Pesquisa pode reverter ameaça de extinção do também chamado pinheiro-do-paraná
A araucária (Araucaria angustifolia), também conhecida como pinheiro-do-paraná, faz parte do ecossistema conhecido como “Floresta com Araucária”. Originalmente, esta floresta ocupava uma área de cerca de 200 mil quilômetros quadrados, com distribuição mais contínua entre os Estados do Paraná, Santa Catarina e Rio Grande do Sul e, de forma esparsa e irregular, na região Sudeste. Hoje, está reduzida a cerca de 1% de sua área original, sendo uma das espécies que mais sofreu com o desmatamento.
A exploração da espécie ocorreu por causa do avanço da fronteira agrícola, do crescimento das cidades, por possuir madeira de qualidade para fabricação de móveis e ser boa matéria-prima para papel e celulose. Por tudo isto, a espécie foi tão explorada, que passou a figurar na lista dos tipos brasileiros ameaçados de extinção.
No Paraná, por exemplo, a legislação permite que seja cortada somente a araucária que foi, comprovadamente, plantada — isto quer dizer estar plantada em linha e com plano de manejo registrado no órgão ambiental competente.

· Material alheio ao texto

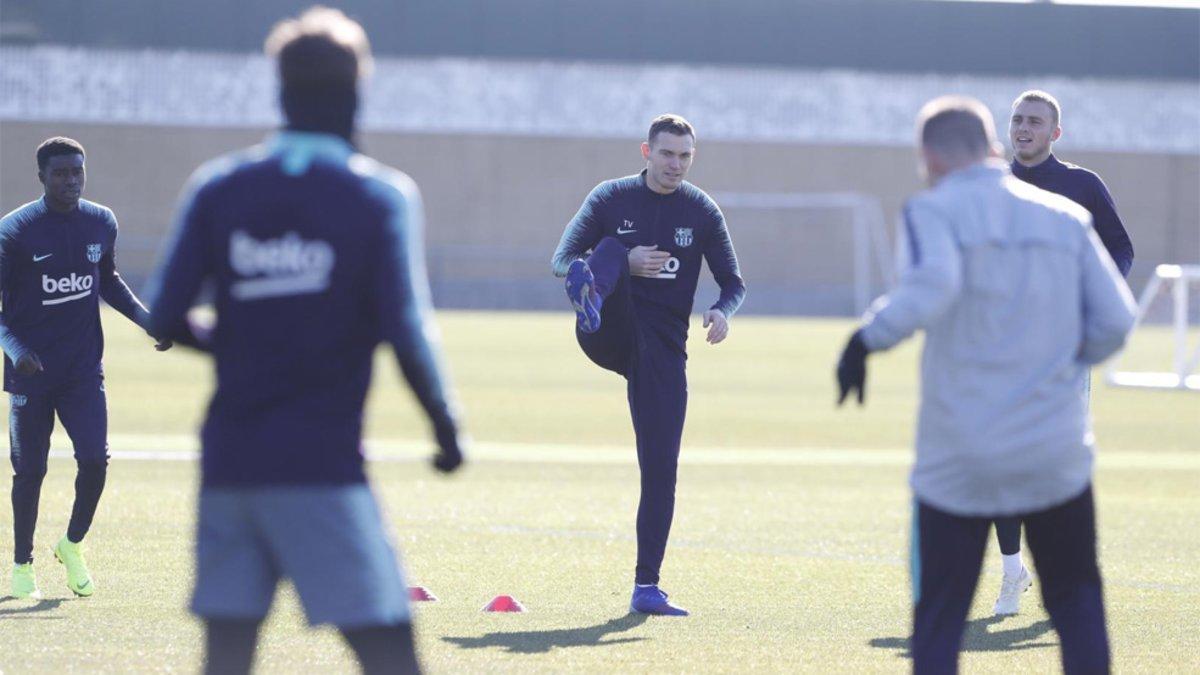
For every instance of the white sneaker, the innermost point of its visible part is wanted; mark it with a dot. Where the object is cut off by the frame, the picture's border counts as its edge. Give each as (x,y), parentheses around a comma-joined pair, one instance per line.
(1011,589)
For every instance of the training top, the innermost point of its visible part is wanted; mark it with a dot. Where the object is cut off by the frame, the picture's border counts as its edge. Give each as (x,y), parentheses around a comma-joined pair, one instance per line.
(313,255)
(54,268)
(687,223)
(1086,189)
(1018,299)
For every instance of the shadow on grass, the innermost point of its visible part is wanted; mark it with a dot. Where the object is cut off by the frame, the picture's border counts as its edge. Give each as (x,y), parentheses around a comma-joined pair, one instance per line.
(42,605)
(540,641)
(978,638)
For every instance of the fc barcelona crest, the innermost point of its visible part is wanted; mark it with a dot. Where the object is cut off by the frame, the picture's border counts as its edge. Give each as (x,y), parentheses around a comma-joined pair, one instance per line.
(683,236)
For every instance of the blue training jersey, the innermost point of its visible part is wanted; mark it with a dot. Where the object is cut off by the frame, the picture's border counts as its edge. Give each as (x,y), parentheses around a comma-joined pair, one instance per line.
(54,268)
(313,254)
(687,223)
(1086,189)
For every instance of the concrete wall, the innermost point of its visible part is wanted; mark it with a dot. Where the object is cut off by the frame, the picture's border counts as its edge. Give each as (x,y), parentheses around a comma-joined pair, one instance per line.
(873,35)
(497,204)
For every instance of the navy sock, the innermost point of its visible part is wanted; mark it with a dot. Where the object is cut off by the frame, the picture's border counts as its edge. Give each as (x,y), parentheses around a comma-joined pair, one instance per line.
(27,490)
(229,645)
(89,485)
(384,649)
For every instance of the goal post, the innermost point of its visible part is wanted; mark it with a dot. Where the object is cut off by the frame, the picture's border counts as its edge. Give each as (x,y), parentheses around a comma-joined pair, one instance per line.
(1185,358)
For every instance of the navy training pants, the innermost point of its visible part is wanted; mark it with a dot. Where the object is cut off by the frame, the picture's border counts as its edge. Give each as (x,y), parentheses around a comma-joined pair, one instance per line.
(647,348)
(83,408)
(948,555)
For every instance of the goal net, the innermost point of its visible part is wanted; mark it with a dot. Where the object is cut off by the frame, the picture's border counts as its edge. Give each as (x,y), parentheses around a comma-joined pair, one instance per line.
(1176,282)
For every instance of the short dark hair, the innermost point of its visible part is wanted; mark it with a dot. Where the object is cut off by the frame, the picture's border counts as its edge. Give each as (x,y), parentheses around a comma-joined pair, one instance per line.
(1043,97)
(957,126)
(55,147)
(670,124)
(322,48)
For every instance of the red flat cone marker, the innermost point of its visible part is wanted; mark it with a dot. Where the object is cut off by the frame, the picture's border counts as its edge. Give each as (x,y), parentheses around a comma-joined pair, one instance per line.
(504,603)
(420,595)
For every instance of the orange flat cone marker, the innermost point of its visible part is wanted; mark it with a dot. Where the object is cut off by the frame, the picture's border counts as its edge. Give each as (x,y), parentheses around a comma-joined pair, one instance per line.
(503,603)
(420,595)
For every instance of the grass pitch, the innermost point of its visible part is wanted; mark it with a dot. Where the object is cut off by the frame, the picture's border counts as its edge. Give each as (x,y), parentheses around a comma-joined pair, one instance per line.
(790,542)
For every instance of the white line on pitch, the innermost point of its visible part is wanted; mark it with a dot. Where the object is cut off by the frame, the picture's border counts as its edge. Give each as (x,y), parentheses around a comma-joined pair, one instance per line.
(150,447)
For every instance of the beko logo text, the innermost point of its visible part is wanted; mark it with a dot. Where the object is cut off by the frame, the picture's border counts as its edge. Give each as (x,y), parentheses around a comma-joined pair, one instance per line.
(78,286)
(280,267)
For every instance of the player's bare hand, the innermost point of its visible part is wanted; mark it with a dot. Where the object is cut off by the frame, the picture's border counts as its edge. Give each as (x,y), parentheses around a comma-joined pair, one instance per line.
(647,261)
(449,455)
(717,324)
(852,369)
(29,364)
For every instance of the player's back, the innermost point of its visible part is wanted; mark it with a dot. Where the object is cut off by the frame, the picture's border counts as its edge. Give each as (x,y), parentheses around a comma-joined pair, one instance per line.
(299,238)
(1003,418)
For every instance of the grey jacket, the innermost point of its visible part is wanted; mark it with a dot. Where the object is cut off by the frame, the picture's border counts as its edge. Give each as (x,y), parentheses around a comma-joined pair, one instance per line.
(1018,299)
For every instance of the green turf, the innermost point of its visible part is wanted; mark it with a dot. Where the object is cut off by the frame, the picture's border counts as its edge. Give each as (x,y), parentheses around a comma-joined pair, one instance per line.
(789,547)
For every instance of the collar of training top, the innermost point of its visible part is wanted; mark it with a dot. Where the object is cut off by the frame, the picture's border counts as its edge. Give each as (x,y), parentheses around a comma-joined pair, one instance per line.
(300,148)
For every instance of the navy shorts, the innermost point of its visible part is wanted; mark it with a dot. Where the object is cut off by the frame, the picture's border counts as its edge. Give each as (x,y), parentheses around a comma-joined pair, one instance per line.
(330,541)
(81,406)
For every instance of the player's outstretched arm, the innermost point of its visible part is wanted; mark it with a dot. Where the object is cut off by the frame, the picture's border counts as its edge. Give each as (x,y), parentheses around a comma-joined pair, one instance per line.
(120,297)
(1109,308)
(723,261)
(582,233)
(1109,227)
(928,287)
(402,292)
(183,269)
(10,342)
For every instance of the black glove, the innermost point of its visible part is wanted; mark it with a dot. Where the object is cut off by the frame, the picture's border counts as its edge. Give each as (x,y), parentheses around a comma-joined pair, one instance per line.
(29,364)
(852,369)
(449,455)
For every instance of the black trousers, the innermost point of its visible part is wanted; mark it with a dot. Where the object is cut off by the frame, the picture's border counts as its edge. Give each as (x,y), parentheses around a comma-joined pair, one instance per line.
(647,348)
(83,408)
(948,555)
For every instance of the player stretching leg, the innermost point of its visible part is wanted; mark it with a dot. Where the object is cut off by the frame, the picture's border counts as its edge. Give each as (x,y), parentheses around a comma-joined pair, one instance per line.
(315,255)
(1033,127)
(57,261)
(643,238)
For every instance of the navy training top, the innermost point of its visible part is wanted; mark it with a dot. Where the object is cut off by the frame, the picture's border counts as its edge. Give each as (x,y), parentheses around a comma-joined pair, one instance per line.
(315,256)
(1086,189)
(54,268)
(688,223)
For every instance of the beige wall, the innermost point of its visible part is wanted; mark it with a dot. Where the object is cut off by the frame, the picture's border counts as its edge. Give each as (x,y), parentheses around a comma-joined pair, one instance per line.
(497,204)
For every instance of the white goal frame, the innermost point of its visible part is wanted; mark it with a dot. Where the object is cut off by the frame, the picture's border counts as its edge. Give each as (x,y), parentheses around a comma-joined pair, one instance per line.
(867,216)
(1186,358)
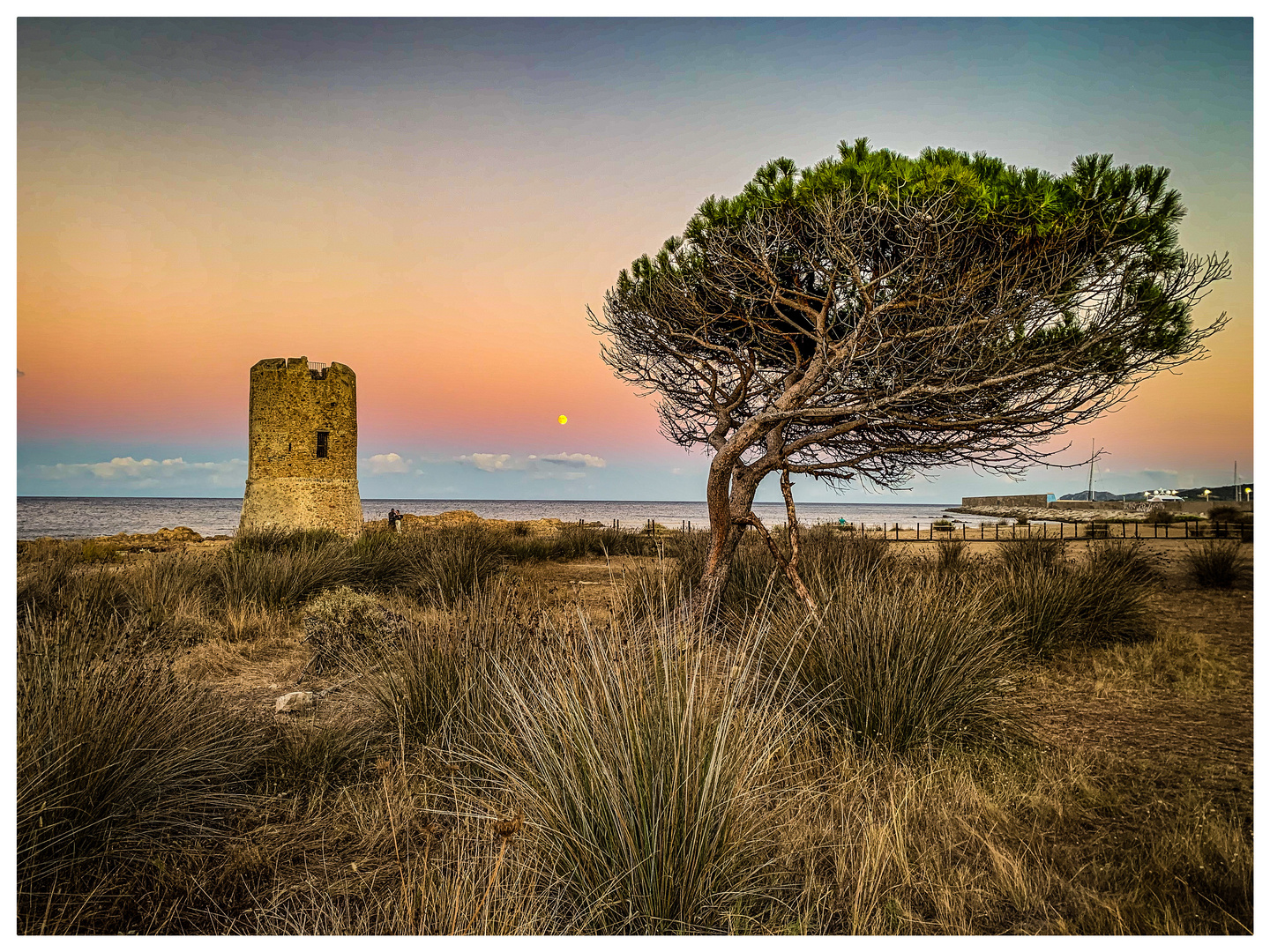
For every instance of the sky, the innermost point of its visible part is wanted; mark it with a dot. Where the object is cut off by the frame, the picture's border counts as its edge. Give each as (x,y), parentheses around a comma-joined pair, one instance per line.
(437,202)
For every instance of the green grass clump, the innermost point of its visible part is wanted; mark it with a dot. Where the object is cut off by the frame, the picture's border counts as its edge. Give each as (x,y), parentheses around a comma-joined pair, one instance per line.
(1127,556)
(1218,564)
(115,758)
(641,768)
(900,663)
(282,579)
(1050,607)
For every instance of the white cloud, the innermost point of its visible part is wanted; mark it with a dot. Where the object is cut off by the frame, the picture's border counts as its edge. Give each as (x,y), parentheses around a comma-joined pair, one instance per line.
(144,473)
(492,462)
(389,462)
(556,466)
(578,460)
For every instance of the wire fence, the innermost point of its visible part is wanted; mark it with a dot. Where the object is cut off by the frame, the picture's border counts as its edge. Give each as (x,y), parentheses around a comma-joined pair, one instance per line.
(944,530)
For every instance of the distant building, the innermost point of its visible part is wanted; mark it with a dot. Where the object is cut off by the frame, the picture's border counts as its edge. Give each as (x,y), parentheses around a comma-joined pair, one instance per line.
(302,447)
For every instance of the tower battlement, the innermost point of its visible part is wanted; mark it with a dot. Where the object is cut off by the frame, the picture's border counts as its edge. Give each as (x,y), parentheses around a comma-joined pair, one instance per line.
(302,447)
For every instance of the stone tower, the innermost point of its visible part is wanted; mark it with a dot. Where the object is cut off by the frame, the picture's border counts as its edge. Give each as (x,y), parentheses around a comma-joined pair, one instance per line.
(302,470)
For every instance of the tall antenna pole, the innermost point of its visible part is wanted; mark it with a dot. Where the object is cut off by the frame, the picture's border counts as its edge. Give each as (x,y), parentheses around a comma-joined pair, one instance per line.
(1091,471)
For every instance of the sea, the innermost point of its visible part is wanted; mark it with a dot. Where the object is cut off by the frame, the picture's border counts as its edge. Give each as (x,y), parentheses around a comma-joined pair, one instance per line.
(86,517)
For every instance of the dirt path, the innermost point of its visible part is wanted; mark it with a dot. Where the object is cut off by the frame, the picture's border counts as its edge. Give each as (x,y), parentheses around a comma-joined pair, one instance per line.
(1181,739)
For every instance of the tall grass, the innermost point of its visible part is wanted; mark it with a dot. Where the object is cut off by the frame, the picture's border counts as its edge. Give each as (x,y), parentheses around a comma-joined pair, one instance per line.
(1217,564)
(900,663)
(641,767)
(115,758)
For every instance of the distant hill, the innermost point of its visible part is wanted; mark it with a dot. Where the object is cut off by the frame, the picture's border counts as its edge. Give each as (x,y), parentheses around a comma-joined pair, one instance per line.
(1217,494)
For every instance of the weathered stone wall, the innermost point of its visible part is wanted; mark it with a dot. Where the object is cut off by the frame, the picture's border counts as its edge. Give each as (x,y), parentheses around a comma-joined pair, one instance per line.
(1086,504)
(1038,501)
(288,485)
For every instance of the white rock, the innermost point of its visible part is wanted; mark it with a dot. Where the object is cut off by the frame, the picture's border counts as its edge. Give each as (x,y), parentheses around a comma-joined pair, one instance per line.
(295,701)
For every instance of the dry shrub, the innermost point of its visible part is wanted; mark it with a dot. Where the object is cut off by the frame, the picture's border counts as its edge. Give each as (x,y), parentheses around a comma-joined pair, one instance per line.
(115,756)
(1127,557)
(1218,564)
(342,622)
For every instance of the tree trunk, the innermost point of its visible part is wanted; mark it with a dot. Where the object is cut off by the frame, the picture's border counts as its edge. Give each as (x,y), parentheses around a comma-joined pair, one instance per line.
(729,501)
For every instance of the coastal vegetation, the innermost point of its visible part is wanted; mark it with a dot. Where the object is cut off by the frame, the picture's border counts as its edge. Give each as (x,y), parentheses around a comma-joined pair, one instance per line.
(508,733)
(874,315)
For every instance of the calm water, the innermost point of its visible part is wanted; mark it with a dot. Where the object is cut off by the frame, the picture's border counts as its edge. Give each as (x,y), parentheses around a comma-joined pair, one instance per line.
(65,517)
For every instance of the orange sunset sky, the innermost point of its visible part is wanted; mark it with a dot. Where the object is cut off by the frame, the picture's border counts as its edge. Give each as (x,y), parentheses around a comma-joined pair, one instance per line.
(437,202)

Araucárias que nascem por regeneração natural são consideradas nativas e não podem ser manejadas ou cortadas”.
Como é uma espécie que se regenera bem, ou seja, nasce sozinha sem precisar que alguém a plante, muitas vezes a muda é arrancada logo que nasce, justamente por não poder ser manejada ou utilizada depois”, explica o pesquisador Ivar Wendling, da Embrapa Florestas. “O produtor rural entende como algo que está tomando espaço na sua propriedade e a araucária se torna uma árvore indesejada”, completa.
Manejo e renda
Como seria se, ao contrário, o produtor rural enxergasse na araucária uma possibilidade de manejo e renda, mesmo com aquelas que se regeneram naturalmente? “Neste caso, o produtor vai querer que a muda cresça e se desenvolva e pode também investir em plantios”, afirma Wendling. “É a melhor forma, hoje, de garantir o desenvolvimento dos povoamentos de araucária”, avalia a pesquisadora Valderês de Sousa, também da Embrapa Florestas.
Para isto, um grupo de pesquisadores da estatal tem se dedicado a desenvolver tecnologias para que a araucária possa ser conservada e também gerar renda.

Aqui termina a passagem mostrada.